While it would have been very difficult, given domestic Indian political realities, to gain concessions of this magnitude, at least there was then some serious capacity to apply pressure, which has now been lost. For this reason, I have been strongly critical, as was the Australia-Japan international commission I co-chaired, of the US-India deal. But it is Quixotic to think that Australia, by itself, could now apply leverage that the US and the rest of the international community have abandoned. With Canada and Kazakhstan able and now willing to supply as much uranium as India is ever likely to want, Australia just doesn't have the market power to set supply conditions that India is not prepared to accept.
What Mr Fraser does focus on is the traditional argument that no uranium or nuclear technology should be sold to India, or any other non-member of the nuclear non-proliferation treaty (NPT), unless it agrees to join that treaty. At the very least, he says, and many will agree, Australia should hold the line on this principle.
The trouble is that this, again, has no real-world traction: there is no chance of India, now that it has nuclear weapons, joining the NPT other than as a nuclear weapons state, but equally no chance of it being accepted other than as a non-weapons state. The only realistic way forward with India - and the other two elephants outside the NPT: Pakistan and Israel - is to apply every possible form of diplomatic persuasion to get them to sign up to a series of parallel non-proliferation and disarmament disciplines of the kind that most NPT members have themselves embraced, including in relation to nuclear testing and fissile material production. Treating these countries not as outlaws, but as potential allies in the larger cause, is the approach recommended by the Australia-Japan Commission.

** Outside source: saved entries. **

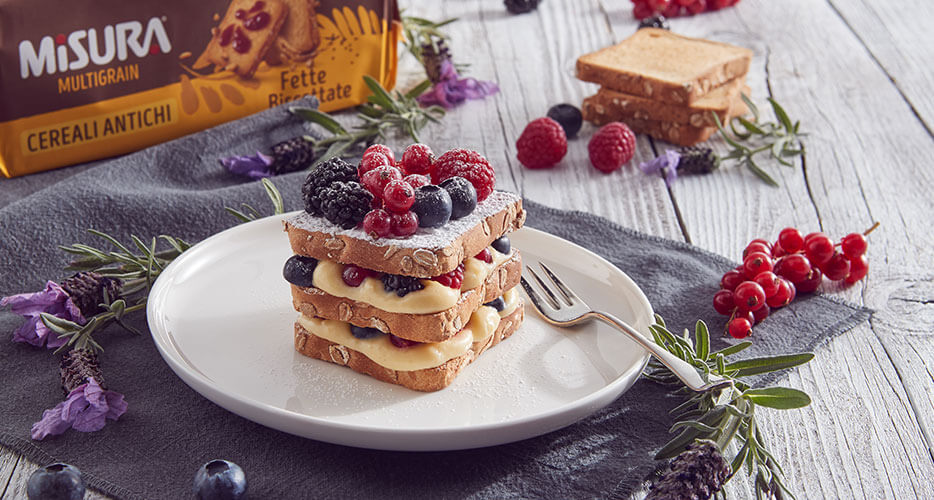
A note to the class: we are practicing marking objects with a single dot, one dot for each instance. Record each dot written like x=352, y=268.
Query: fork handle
x=682, y=369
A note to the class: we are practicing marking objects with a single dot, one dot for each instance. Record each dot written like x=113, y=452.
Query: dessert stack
x=407, y=306
x=666, y=85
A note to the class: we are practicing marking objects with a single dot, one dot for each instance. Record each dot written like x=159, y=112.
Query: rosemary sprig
x=383, y=112
x=780, y=138
x=727, y=416
x=136, y=272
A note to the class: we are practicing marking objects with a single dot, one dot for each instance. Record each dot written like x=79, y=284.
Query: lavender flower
x=255, y=167
x=87, y=408
x=666, y=163
x=451, y=90
x=53, y=300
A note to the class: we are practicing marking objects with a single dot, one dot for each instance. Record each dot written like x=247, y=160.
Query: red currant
x=731, y=279
x=723, y=302
x=761, y=313
x=859, y=267
x=810, y=283
x=769, y=282
x=853, y=245
x=354, y=275
x=791, y=240
x=370, y=161
x=375, y=180
x=818, y=248
x=756, y=263
x=377, y=224
x=739, y=328
x=837, y=267
x=748, y=296
x=398, y=196
x=785, y=294
x=404, y=224
x=794, y=267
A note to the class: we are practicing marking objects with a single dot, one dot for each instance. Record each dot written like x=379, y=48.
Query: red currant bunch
x=643, y=9
x=772, y=274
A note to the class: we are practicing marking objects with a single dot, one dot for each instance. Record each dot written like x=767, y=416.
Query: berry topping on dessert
x=502, y=245
x=463, y=196
x=320, y=177
x=417, y=159
x=432, y=205
x=299, y=270
x=470, y=165
x=344, y=203
x=542, y=144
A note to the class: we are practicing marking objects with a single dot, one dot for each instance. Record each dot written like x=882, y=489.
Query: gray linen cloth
x=169, y=430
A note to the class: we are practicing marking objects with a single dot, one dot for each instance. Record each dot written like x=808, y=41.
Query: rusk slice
x=429, y=379
x=719, y=101
x=664, y=66
x=436, y=327
x=427, y=253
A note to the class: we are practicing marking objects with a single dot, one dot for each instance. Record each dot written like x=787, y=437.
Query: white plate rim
x=371, y=436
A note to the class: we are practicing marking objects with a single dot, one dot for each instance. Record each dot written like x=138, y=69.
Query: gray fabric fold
x=178, y=188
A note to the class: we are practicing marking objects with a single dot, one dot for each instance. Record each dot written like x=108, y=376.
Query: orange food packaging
x=91, y=79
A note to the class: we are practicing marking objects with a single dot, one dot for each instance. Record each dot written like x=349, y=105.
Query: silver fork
x=560, y=306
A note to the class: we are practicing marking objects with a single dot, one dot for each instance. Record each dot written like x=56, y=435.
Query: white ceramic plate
x=221, y=316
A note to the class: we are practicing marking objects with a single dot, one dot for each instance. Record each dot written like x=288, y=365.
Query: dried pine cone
x=697, y=473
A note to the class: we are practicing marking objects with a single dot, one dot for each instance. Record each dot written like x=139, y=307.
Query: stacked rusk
x=428, y=304
x=666, y=85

Having access to Australian uranium for civil power purposes will not in itself make it easier for India to add to its arsenal of nuclear weapons. Quite apart from the stockpile of fissile material it no doubt already possesses, India has domestic uranium sufficient for any future nuclear weapons it may choose to build. And any shortfall in its domestic energy needs can be made up either by nuclear power reactors supplied by others - or conventional power stations. If the substitution argument is as compelling as Mr Fraser would have it, then he should be arguing for a ban on the sale to India not just of our uranium but our steaming coal as well.
The bottom line is that there is no disarmament or non-proliferation objective that will be advanced by Australia maintaining its ban, and no such objective that will be prejudiced by abandoning it. There was a point to the ban so long as it was being universally applied, but that pass has now been sold by the US-India deal. In the absence of any policy gains, it is not unreasonable for Australia to act now to cut its losses in a bilateral relationship that is going to matter hugely to us, both economically and strategically, in the decades ahead.
Note: This responds to the article by former Prime Minister Malcolm Fraser Why Gillard’s uranium-to-India policy is dangerously wrong published in The Age and Sydney Morning Herald on 12 December 2011. As submitted, but not published, my piece contained the following additional paragraph addressing concerns about the legality of any Australian uranium sales under the Raratonga Treaty: The argument that any Australian uranium sales would be in breach of the South Pacific Nuclear Weapons Free Zone Treaty is not likely to make much headway in court. On a strict interpretation of the text (which refers on the face of it only to NPT members) India is not covered; and on a less literal interpretation it would still have to be regarded – with all its weapons– as a ‘non-nuclear weapon state’, which is no less absurd than saying it is simply outside the scope of the treaty as written.